# Leslie's Pool Filter Sand



## lemonlime2 (Jul 26, 2009)

Hi all,

I'm starting a low-tech planted tank and was going to use All-Purpose sand I bought at Lowes. After doing some reading, I decided to switch over the pool filter sand. 

I'm thinking of heading out and buying Leslie's Pool Filter Sand tomorrow. Should it make any difference on what brand I use? If so, has anyone used this brand before? 

A link to the product:
http://www.lesliespool.com/browse/H...CA-stores/D/30100/P/1:100:6000:600030/I/14700

From what I understand, PFS is heavier, has a larger grains, and anti-anaerobic, correct? Am I making the right decision switching over to PFS?

Much Thanks!


----------



## bradac56 (Feb 18, 2008)

Nope the brand doesn't matter tho that's a bit on the pricy side.
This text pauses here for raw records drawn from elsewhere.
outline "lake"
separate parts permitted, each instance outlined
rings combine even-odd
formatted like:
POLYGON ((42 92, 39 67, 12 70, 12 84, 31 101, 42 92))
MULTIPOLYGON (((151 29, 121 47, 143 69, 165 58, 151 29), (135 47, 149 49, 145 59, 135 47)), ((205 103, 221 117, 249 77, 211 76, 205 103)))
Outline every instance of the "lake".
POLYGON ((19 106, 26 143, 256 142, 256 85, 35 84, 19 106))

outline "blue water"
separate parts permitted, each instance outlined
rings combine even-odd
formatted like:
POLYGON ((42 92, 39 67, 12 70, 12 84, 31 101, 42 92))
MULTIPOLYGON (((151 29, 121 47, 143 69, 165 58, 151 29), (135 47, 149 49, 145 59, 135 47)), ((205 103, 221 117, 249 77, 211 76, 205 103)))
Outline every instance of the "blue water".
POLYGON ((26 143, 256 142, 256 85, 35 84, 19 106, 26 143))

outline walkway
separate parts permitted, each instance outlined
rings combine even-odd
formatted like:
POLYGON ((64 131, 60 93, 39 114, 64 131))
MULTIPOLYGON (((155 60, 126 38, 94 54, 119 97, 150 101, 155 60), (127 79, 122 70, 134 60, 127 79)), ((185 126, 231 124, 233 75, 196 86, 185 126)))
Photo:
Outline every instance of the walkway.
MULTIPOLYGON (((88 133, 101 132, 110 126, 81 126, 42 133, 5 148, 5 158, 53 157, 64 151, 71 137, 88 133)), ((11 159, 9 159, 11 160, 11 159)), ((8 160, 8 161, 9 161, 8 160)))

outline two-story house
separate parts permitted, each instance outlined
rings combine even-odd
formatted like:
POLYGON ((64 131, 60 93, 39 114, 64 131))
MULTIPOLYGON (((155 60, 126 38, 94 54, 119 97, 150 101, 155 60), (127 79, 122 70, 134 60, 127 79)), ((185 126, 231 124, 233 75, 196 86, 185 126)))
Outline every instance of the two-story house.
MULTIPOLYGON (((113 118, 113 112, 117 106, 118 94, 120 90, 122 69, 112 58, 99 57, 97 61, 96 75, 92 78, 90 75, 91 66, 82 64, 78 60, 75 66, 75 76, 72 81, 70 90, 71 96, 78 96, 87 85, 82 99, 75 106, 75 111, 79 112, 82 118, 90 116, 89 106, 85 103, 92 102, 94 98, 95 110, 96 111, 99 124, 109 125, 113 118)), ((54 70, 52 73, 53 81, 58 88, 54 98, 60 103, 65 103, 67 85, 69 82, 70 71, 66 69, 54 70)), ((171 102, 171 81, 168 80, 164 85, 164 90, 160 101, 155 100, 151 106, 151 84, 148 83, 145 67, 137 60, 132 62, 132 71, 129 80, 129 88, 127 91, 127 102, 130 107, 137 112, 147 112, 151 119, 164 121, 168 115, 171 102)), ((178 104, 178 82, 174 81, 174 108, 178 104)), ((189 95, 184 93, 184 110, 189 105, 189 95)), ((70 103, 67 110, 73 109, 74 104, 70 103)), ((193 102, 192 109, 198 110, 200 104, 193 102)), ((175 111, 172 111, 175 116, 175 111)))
I've used nearly everything you can think of and PFS works just as well as the most expensive stuff on the market. It's more about how you use it than how much you spent on it.

- Brad


----------



## TeamTeal (Mar 31, 2010)

i use that stuff


----------



## lemonlime2 (Jul 26, 2009)

Thank you! I shall buy with confidence! :icon_smil

You'll be surprise. I was looking for PFS at Lowes. The only thing they had was a 25 lb box for $26, crazy!


----------



## OverStocked (May 26, 2007)

bradac56 said:


> Nope the brand doesn't matter tho that's a bit on the pricy side.
> 
> I've used nearly everything you can think of and PFS works just as well as the most expensive stuff on the market. It's more about how you use it than how much you spent on it.
> 
> - Brad


PRice seems relevant to location. Here for PFS that wasn't pure white(natural looking brown mix) it cost me 14.99/50 lbs.


----------